David Verba of Adaptive Path

He spoke on the elements of user experience. What I found most interesting about this presentation is that he said with the new user experience (that includes Ajax) Information Architecture artifacts no longer work. It is difficult to map the user experience. He talked about different tools that he has tried to use to to no avail. He said prototypes built with HTML/CSS/JavaScript seem to be the only way to go. It is the only way to really map the interactive experience without building the actual backend of the application.

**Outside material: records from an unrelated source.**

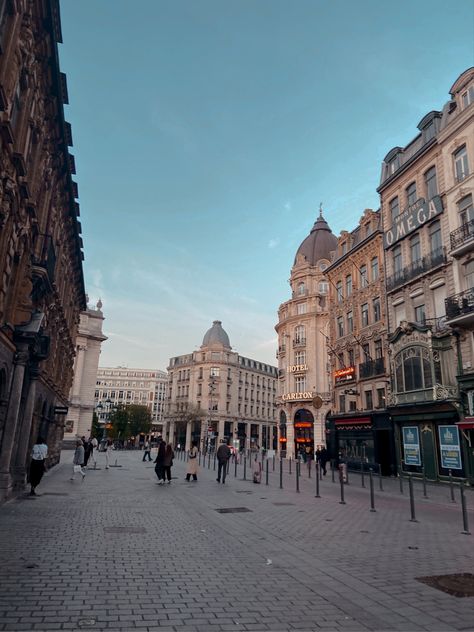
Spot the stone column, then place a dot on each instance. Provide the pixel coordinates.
(187, 445)
(11, 421)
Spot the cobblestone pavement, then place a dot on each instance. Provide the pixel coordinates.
(119, 552)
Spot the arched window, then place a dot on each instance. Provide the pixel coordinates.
(413, 370)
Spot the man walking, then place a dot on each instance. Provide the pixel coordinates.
(223, 456)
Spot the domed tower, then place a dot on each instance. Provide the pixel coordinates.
(303, 325)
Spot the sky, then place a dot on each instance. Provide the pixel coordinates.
(206, 134)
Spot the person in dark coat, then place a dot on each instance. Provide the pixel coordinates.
(160, 462)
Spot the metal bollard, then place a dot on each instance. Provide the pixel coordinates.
(412, 499)
(317, 481)
(425, 495)
(372, 495)
(465, 520)
(451, 486)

I am sure the IA folks from back home would have absolutely loved this presentation. According to this, I - as an HTML/CSS/JavaScript developer - would actually have to be involved with the IA process.

Wrapping up Day 1

It was great tutorial day - a precursor to the actual Ajax Experience conference. I have to say I was absolutely locked to Resig's presentation, being that I am really involved with JavaScript development. David Verba's presentation was very important for developing client work, and Ben's was a great overview on Ajax. Tomorrow is when the actual conference starts. Here is my schedule:

TimeTitleMinor Category
 Tue (1:00PM-2:30PM)  Intro to Ajax - Ben Galbraith and Dion Almaer  Tutorials
 Tue (2:30PM-4:00PM)  JavaScript Library Overview - John Resig  Tutorials
 Tue (4:00PM-5:30PM)  Designing for Ajax  Tutorials
 Wed (10:25AM-11:25AM)  The Future and Viability of the JavaScript Language - John Resig  JavaScript
 Wed (12:00PM-1:00PM)  Reaching the Entire World: Accessibility & Internationalization with Dojo - Adam Peller & Becky Gibson  Frameworks: Client-Side
 Wed (2:00PM-3:00PM)  Industry Leader Technical Session  Industry Leader Technical Session
 Wed (3:10PM-4:10PM)  Industry Leader Technical Session  Industry Leader Technical Session
 Wed (4:35PM-5:35PM)  Ajax Performance Analysis: Employing the Latest Tools to Get the Job Done  Building Quality Software
 Thu (9:10AM-10:10AM)  Intro to jQuery - John Resig  Frameworks: Server-Side
 Thu (1:00PM-2:00PM)  Advanced jQuery - John Resig  Frameworks: Server-Side
 Thu (2:10PM-3:10PM)  CASE STUDY: Dodging the Pitfalls of Enterprise Ajax Applications - Joshua Gertzen  Case Study
 Thu (3:45PM-4:45PM)  Using Firebug for More than Development - Patrick Lightbody  Building Quality Software
 Thu (4:45PM-5:45PM)  Ruining the User Experience - Aaron Gustafson  Design & Effects
 Thu (6:00PM-7:00PM)  Ajax on Struts - Ted Husted  Frameworks: Client-Side
 Fri (10:10AM-11:10AM)  Design Patterns and Animation with jQuery - Paul Bakaus  Design & Effects
 Fri (11:30AM-12:30PM)  Silverlight  Design & Effects
 Fri (2:10PM-3:10PM)  Advanced JSON: Persistence Mapping, Mashups, RPCs and beyond - Kriz Zyp  Architecture
 Fri (3:20PM-4:20PM)  Looking for a Fix? Ajax Debugging & Quality Assurance  Building Quality Software

I will attempt to document good sessions, but there aren't any plugins around here so it is going to be hard to save the laptop juice. 5 days total - 1 day down.